Saturday, May 26, 2007

Calling Theseus


Frank Paynter: Why should we think that they, the JSTOR management, will be interested in tearing down the ivy covered walls when their stakeholders are the ones most interested in creating a distinction between “University” and non-academic culture? It remains for us, the interested parties, to find a way through the maze and a way to straighten out these crooked paths.

Via Stephen Francoeur: "Although Google Scholar is very useful for identifying the title, author, and other bibliographic information associated with an article, very often one cannot use Google Scholar to access the full text of an article.
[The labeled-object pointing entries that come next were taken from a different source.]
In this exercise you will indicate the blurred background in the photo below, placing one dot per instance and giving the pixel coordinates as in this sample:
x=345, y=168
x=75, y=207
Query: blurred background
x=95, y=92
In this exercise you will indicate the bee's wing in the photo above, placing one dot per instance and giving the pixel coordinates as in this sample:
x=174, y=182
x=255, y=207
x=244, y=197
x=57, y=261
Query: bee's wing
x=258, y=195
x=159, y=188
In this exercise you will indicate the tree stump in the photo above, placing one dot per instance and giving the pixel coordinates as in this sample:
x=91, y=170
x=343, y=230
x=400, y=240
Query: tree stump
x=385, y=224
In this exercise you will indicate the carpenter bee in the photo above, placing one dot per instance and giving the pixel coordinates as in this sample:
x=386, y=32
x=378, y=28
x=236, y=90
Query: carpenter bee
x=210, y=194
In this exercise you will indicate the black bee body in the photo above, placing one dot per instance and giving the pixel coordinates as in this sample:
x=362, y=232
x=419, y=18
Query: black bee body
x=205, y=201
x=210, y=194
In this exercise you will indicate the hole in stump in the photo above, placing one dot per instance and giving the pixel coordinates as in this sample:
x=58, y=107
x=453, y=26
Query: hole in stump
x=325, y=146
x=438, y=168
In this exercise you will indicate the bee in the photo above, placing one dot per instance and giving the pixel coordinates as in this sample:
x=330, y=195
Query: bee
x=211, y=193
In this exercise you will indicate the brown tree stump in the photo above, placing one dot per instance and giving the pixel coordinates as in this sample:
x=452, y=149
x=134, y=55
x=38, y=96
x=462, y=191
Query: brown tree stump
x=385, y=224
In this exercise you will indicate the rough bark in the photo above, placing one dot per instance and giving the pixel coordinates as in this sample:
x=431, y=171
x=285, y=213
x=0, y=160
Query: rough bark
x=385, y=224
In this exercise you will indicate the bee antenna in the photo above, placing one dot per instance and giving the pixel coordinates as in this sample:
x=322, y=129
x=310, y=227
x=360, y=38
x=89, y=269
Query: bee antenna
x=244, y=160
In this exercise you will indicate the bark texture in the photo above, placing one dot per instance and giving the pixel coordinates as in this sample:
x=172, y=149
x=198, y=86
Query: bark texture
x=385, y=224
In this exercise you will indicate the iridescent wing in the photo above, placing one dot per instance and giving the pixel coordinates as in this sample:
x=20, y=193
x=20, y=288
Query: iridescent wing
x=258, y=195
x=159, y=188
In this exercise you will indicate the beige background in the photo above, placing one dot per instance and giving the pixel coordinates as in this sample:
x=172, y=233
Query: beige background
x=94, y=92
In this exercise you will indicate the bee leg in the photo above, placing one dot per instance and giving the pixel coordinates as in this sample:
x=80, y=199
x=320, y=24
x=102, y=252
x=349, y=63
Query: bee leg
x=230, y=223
This is because Google Scholar's results page may point to articles in restricted databases that require a subscription or payment to access the full text.

"For each article returned with the Google Scholar results, OpenURL Referrer will add a link to your local library's database, as shown in the picture below. If your library has access to the article, the link will bring you to a page from which you can access the article. These links are similar to the "Institutional Access" links recently introduced by Google. However, OpenURL Referrer can produce links for any public or instututional library that supports OpenURL, not just the ones supported by Google."

AKMA: Were I not loath to compare my friend to a former B-movie actor, I might wish that Tom exhorted his interlocutor, “Mr. Heterick, tear down these firewalls!”

Maxine Clarke: Microsoft's scholarly search engine, Live Search Academic, has been available in a beta (trial) version for more than a year. Launched 18 months after Google Scholar, it has a lot of catching up to do in order to make researchers aware of it and want to use it in preference to other search services.

Update: I don't know exactly what to make of Al Gore, but I believe that the labyrinthine knot of reference is very much at the heart of what he's talking about here:
Gore taps James Madison, Thomas Jefferson, political theory, new technology, and cognitive and developmental psychology to blame the "withdrawal of reason from the public sphere" on profit-crazed disruptions of what should be the mutually reinforcing openness of free markets and democratic communication. Truthout

2 Comments:

Blogger Jon said...

He notes that Internet openness is reviving the mental stimulation of reading and writing, and its interactivity is reviving Revolutionary-era pamphleteering, generating new "committees of correspondence" and strengthening a "meritocracy of ideas" instead of letting conglomerates corner the "marketplace of ideas."

I suppose the problem thecorporations and Bushies pervceive is that in the longer-term knowledge may still be power, or at least more powerful than propaganda. So, they seek to close off access to any knowledge other than what they say should be knowledge, locking up that marketplace of ideas

5/27/2007 3:03 AM  
Blogger Tom Matrullo said...

This morning's newspaper offers nothing about the world, or even about what might be going on in the local area. But it has an entire themed section relating every article to Pirates of the Caribbean.

The deepest section: The TV listings.